Although the Ghetto Freaks version of the film had engagements during the 1970s in major cities including New York City, Cleveland, Chicago, Atlanta, and Washington, D.C., the film received few reviews, and those it did get were generally negative. Siskel, reviewing the Ghetto Freaks version, called the production "technically inept" and "shot on a frayed shoestring", and observed that despite "being billed as a black film ... the title characters are almost without exception middle-class white kids who have left home and let their hair and paranoia grow." The Cleveland black newspaper Call and Post panned the film as "one degree higher than a home movie" and said, "There is no plot in this crazy mixed-up film which lacks anything else. If you like garbage, you will find Ghetto Freaks to be a groovy flick because it stinks!"

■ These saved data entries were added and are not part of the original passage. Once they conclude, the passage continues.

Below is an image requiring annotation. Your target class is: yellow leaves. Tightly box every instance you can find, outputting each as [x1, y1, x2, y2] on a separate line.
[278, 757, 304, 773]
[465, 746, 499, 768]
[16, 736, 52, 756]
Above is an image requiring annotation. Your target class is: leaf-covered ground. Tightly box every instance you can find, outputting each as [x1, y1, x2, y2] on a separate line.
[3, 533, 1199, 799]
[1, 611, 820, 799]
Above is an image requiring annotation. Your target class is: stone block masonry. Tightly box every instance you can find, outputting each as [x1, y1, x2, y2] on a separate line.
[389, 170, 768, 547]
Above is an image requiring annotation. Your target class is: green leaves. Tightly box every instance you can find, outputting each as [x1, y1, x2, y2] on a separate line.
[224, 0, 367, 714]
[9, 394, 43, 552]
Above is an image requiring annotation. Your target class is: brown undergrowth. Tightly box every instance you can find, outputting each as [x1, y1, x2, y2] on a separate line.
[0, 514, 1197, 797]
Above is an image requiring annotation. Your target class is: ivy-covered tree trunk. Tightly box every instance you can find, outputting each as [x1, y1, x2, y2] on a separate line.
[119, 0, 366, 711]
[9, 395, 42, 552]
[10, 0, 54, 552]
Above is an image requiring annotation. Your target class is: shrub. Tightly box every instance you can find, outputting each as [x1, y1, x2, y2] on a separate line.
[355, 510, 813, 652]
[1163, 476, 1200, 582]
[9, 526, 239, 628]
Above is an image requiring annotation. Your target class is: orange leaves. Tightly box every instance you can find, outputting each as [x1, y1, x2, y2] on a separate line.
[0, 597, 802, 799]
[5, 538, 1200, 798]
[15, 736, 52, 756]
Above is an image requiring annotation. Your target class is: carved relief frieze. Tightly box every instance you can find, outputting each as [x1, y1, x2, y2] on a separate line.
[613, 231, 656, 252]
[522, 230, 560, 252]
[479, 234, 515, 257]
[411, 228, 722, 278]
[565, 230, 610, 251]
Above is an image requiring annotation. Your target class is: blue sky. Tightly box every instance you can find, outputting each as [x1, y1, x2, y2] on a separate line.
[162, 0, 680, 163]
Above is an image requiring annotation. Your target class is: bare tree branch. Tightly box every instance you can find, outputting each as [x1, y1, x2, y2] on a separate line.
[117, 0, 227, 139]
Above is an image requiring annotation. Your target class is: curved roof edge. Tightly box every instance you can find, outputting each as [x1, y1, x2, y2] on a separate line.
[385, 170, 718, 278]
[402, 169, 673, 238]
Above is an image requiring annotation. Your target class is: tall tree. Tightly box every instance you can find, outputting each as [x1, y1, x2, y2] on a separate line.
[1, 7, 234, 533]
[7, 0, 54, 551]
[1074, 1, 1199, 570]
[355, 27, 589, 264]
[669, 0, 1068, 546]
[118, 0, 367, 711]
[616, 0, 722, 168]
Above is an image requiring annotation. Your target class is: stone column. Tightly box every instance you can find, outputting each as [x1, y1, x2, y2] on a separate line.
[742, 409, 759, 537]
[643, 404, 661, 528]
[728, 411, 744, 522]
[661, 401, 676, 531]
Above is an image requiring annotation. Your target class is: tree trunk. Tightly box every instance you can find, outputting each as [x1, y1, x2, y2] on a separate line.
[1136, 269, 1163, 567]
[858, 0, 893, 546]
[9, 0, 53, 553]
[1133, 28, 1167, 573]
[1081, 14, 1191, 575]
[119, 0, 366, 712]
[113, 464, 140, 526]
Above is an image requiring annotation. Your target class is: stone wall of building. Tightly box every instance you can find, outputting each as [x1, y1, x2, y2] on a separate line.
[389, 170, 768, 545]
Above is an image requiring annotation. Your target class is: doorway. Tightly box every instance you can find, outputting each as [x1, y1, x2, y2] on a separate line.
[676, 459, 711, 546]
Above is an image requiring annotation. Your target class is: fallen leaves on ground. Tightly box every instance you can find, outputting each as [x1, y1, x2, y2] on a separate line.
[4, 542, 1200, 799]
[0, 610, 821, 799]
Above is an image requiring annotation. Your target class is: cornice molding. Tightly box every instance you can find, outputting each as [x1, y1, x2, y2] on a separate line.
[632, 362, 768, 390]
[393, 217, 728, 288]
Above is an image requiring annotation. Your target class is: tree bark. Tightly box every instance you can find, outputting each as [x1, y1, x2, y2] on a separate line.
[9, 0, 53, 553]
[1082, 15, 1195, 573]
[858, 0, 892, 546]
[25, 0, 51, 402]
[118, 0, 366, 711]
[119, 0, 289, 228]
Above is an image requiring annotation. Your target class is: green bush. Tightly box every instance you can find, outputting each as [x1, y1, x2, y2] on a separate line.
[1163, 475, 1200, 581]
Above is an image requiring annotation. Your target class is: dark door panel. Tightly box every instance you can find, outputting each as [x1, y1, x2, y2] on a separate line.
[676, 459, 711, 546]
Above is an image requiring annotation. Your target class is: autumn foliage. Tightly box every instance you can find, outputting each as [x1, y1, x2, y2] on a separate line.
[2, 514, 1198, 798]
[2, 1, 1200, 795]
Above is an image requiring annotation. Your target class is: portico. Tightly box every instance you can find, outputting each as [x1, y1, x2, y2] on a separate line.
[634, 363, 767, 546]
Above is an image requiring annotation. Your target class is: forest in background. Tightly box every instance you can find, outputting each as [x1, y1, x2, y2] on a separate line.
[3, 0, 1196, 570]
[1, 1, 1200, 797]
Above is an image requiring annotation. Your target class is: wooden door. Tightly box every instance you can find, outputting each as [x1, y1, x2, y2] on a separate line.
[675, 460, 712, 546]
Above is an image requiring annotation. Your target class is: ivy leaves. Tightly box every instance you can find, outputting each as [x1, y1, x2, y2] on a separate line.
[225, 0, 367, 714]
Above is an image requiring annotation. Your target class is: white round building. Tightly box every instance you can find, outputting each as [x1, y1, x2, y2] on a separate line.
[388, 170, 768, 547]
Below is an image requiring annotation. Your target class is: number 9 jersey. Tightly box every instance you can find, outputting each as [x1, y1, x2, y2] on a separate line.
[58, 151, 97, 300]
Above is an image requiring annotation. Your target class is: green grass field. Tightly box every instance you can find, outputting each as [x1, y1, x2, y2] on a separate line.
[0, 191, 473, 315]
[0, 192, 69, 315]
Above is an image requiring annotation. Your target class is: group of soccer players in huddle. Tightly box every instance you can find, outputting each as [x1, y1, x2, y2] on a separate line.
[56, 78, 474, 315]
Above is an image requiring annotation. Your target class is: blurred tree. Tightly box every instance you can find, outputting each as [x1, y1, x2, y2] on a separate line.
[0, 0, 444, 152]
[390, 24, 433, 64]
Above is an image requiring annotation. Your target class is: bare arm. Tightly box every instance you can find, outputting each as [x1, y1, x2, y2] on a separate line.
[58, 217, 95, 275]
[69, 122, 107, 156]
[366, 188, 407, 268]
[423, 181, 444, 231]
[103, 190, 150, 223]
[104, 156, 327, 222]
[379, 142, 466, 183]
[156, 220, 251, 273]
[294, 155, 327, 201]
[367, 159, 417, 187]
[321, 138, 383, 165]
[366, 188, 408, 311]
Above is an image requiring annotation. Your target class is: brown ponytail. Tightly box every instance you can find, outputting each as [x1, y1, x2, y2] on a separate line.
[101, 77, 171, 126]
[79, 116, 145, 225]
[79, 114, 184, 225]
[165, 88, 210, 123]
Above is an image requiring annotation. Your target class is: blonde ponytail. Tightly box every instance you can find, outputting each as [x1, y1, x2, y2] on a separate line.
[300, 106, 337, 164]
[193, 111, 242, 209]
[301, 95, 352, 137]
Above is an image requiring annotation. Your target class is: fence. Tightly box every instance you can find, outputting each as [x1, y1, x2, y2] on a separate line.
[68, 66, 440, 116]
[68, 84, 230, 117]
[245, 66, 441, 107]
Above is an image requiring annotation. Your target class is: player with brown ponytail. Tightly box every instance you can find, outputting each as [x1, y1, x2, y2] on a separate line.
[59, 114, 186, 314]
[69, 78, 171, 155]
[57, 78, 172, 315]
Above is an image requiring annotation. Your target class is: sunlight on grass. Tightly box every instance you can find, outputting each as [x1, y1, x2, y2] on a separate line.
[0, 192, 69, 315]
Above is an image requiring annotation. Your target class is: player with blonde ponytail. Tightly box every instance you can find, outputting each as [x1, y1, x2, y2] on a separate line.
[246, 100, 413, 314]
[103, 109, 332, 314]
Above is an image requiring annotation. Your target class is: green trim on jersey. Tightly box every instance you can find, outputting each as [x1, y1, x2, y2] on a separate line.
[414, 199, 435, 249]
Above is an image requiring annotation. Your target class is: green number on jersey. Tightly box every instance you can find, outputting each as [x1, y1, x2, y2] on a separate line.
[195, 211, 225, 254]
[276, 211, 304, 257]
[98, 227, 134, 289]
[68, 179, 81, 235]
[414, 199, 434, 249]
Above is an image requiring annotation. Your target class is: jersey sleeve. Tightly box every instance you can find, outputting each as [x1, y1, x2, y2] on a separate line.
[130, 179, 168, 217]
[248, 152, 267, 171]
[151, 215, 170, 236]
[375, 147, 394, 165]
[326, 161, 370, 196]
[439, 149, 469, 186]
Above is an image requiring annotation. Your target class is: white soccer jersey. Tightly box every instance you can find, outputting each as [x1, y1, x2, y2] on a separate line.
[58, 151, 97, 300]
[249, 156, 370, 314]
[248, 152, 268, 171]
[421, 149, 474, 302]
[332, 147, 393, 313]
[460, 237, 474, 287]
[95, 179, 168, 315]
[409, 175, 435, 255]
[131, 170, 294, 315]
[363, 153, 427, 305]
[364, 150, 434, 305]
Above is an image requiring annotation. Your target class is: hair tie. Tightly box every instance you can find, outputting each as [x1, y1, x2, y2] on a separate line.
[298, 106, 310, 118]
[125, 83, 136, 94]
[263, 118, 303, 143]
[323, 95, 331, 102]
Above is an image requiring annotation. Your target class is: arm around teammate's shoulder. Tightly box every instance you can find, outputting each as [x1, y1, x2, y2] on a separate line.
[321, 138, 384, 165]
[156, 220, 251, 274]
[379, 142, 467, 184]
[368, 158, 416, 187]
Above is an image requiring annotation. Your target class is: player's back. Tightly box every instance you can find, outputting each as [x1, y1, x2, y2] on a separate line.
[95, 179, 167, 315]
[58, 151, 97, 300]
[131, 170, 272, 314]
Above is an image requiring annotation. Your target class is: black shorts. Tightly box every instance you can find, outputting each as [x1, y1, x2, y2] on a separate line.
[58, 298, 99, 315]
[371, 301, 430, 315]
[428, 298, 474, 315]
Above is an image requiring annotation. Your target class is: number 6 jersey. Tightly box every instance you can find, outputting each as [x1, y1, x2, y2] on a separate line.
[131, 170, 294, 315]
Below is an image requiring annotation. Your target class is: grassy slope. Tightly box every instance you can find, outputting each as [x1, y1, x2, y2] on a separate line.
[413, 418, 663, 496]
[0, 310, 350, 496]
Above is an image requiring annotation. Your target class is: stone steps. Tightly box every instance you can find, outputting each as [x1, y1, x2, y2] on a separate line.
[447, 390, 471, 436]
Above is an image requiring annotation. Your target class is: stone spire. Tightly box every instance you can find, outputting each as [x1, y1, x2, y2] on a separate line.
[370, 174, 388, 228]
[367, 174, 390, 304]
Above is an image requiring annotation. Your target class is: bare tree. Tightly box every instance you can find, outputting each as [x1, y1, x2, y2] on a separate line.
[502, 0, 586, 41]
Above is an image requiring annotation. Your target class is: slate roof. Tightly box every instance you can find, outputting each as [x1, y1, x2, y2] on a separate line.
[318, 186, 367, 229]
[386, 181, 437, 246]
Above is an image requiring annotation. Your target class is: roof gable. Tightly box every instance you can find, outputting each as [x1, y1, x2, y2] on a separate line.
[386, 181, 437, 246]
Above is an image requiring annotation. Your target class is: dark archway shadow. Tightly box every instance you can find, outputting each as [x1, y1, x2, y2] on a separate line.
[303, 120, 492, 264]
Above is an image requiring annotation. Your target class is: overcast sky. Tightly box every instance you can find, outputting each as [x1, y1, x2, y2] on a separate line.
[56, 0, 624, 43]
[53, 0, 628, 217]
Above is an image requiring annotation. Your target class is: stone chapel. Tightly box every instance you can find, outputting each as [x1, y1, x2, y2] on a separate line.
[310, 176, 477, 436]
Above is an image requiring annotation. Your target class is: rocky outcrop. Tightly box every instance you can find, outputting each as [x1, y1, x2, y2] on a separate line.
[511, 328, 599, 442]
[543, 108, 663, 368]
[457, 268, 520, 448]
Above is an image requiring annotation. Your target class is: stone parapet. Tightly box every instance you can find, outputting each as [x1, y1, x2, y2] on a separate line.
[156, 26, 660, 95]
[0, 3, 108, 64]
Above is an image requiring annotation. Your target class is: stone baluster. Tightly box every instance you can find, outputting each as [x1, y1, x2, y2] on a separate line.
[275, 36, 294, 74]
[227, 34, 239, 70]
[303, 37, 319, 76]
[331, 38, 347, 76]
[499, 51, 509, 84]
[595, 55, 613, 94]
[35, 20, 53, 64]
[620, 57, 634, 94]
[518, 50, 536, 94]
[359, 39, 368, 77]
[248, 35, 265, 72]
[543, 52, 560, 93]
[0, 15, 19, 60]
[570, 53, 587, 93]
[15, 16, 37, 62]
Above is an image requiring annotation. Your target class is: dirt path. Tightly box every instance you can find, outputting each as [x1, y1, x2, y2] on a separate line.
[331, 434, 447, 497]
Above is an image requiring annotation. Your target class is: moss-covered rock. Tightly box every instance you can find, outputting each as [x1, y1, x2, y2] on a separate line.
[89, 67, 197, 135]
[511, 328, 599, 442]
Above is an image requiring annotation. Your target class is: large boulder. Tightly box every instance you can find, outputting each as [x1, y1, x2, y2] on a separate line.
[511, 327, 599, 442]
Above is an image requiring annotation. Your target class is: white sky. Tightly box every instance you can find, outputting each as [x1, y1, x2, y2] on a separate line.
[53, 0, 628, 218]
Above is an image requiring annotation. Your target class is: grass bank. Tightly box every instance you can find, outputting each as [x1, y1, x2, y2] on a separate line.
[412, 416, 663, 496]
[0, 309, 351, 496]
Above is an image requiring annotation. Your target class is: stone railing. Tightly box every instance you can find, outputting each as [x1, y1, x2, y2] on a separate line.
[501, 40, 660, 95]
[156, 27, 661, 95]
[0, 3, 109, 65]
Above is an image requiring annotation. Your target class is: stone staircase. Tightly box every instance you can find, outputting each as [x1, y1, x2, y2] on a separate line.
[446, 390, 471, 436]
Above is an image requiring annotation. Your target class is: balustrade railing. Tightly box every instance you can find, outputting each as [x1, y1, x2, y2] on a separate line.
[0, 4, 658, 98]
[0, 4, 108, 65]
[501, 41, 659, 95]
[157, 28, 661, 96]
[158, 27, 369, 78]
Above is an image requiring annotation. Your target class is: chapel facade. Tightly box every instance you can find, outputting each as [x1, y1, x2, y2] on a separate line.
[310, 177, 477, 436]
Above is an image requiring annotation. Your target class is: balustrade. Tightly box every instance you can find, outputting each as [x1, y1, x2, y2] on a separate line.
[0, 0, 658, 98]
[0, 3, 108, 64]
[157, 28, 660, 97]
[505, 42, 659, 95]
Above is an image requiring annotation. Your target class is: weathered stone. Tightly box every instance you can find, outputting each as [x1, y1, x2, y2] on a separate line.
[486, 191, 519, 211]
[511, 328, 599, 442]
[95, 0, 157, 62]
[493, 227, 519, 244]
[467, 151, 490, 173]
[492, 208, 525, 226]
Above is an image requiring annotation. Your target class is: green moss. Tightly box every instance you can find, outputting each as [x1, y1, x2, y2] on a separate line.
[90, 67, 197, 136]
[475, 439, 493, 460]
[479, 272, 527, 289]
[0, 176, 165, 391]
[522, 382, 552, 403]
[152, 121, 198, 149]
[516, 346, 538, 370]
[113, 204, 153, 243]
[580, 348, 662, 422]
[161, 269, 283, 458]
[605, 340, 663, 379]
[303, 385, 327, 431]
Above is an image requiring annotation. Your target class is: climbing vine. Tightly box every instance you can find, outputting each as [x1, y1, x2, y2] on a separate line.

In 1972, while the Ghetto Freaks version was playing the Hippodrome Theater in Cleveland, Allen Johnson II, a Cleveland man described as an amateur actor, sued the Hippodrome for $100,000 for showing a movie which he said was "derogatory of him as a black American and insulting to black Americans in this community". Johnson charged that he appeared in the film without his consent.

In his Psychotronic Video Guide, Michael Weldon later described the film (under the title Love Commune) as an "embarrassing, plotless hippie/drug movie with imitation Hair songs". A Turner Classic Movies review summarized it as "an impressive compendium of hippie clichés and kitsch that are belabored into a fine pulp of unfocused tedium."

Despite its bad reviews, director Quentin Tarantino is reportedly a fan of the film, and Ghetto Freaks was selected as one of 16 films from Tarantino's private collection to be screened at the second Quentin Tarantino Film Festival in 1998. Entertainment Weekly listed Ghetto Freaks as one of the "highlights" of the festival, and the then-managing director of the Austin Film Society said of the film and others selected, "Quentin loves them, and the film geeks love them, but most people..."

==Home media==
Something Weird Video released the original version of the film on VHS as Love Commune in the 1990s and released the later Ghetto Freaks version in the 2000s as both a digital download and a special edition DVD also featuring the 1966 drug addiction film Way Out.

==Soundtrack==
Original music and songs for the film were composed by Al Zbacnik and Tom Baker, the music director of the Upbeat show. One song, "I'm Gonna Dodge the Draft," appeared in the initial Sign of Aquarius release but was then cut from the film. The original movie soundtrack album was released in 1970 under the title Sign of Aquarius on the Adell label (ASLP 216) and contains thirteen songs, including "I'm Gonna Dodge the Draft." Although some critics have dismissed the songs as imitative of Hair and "bad faux-rock music", others have praised the music, including Batdorff, who panned the acting, writing and dancing but said the film had "some awfully good music by Al Zbacnik and Thomas Baker", and Patrick Lundborg, who reviewed the soundtrack in his book The Acid Archives.